Dietrich Bonhoeffer, who learned the depth of God’s grace in a dark time, speaks powerfully to us about ethics, reality and truth: "If one is to say how a thing really is, i.e. if one is to speak truthfully, one’s gaze and one’s thought must be directed towards the way in which the real exists in God and through God and for God" (Ethics, ET 1955, p. 365). Bonhoeffer thus sends us back to Romans 1 and further back to Genesis 1 through 3, that we might see God’s world, the creation, and human sexuality as they really are. God’s creation is good, though flawed: his purpose is to redeem, heal and glorify it.

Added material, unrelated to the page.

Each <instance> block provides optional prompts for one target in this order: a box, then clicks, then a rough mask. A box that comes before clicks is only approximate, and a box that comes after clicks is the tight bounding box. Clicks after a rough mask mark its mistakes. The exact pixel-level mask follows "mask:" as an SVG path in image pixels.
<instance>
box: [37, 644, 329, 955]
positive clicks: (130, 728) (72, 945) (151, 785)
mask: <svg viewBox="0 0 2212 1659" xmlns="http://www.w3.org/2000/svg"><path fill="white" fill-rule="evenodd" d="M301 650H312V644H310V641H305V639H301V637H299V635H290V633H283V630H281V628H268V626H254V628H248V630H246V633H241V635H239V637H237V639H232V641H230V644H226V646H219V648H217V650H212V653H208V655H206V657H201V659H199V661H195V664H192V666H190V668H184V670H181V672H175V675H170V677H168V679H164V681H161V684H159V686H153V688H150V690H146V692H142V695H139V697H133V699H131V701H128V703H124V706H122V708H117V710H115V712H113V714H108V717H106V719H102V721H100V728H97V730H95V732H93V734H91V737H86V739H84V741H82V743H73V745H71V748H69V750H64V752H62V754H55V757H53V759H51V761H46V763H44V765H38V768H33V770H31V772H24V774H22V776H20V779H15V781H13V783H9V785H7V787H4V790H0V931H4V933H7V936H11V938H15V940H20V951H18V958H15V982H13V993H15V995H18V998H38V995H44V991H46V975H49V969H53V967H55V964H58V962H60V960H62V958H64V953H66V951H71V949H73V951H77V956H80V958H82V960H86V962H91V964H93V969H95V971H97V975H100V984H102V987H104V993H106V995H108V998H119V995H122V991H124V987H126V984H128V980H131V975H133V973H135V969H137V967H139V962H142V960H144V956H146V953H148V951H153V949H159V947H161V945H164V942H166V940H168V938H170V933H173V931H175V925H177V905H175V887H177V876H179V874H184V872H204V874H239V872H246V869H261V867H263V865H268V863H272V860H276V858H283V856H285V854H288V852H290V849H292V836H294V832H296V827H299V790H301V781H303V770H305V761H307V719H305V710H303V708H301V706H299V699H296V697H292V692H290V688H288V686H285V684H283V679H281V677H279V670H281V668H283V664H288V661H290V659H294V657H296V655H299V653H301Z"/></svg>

But there are some who will not see it this way. Instead they want us to put skewed human experience in place of Jesus, Paul, and the historic Church, and to declare that we have transcended the clear voice of Scripture on this issue. In place of the communion of saints and the teaching of the apostles they put a new gospel of so-called inclusivity, and tell us to bless what needs to be healed.   What would it mean for the Anglican  communion to acknowledge a person involved in same-sex eroticism as a godly  example? What would it mean to bless same-sex erotic arrangements? It would be to declare that these so-called “unions” are in themselves pictures or icons of God’s love, to say that they display the salvation story, to rejoice that that they are glorified or taken up into God’s own actions and being. It would be to declare that they have a significant and fruitful part in creation, and that they are symbols of the in-breaking and coming rule of God, in which the Church now shares and in which we will eventually participate fully. I t would be to "speak a good word" about this sort of relationship, explicitly declaring it to be a condition in which the way of the cross and the way of new life come together.

Precisely here, the Church would be saying, you can see the love of God in human form, and the glory of humanity. It would be to name God as the one who blesses an act for which in fact repentance is required. So we would replace God with an idol, and so we would rend the Church. What will the Church do when it prays against itself? A house divided cannot stand.

 

The prophet Jeremiah knew a day like ours.

They have treated the wound of my people carelessly, saying, "Peace, peace,”

when there is no peace. Thus says the Lord:

Stand at the crossroads, and look and ask for the ancient paths,

where the good way lies; and walk in it,

and find rest for your souls.

But they said, "We will not walk in it."

How can you say, "We are wise, and the law of the Lord is with us,"

when, in fact, the false pen of the scribes has made it into a lie?

The wise shall be put to shame, and taken;

since they have rejected the word of the Lord,

what wisdom is there in them?

They have treated the wound of my people carelessly, saying, "Peace, peace,"

when there is no peace.

For the hurt of my poor people I am hurt, I mourn, and dismay has taken hold of me. Is there no balm in Gilead?

Is there no physician there? (Jeremiah 6:14-16; 8:8-22)

“You therefore, beloved, beware that you are not carried away with the error of the lawless and lose your own stability…[Rather] be attentive to the [word] as to a lamp shining in a dark place.”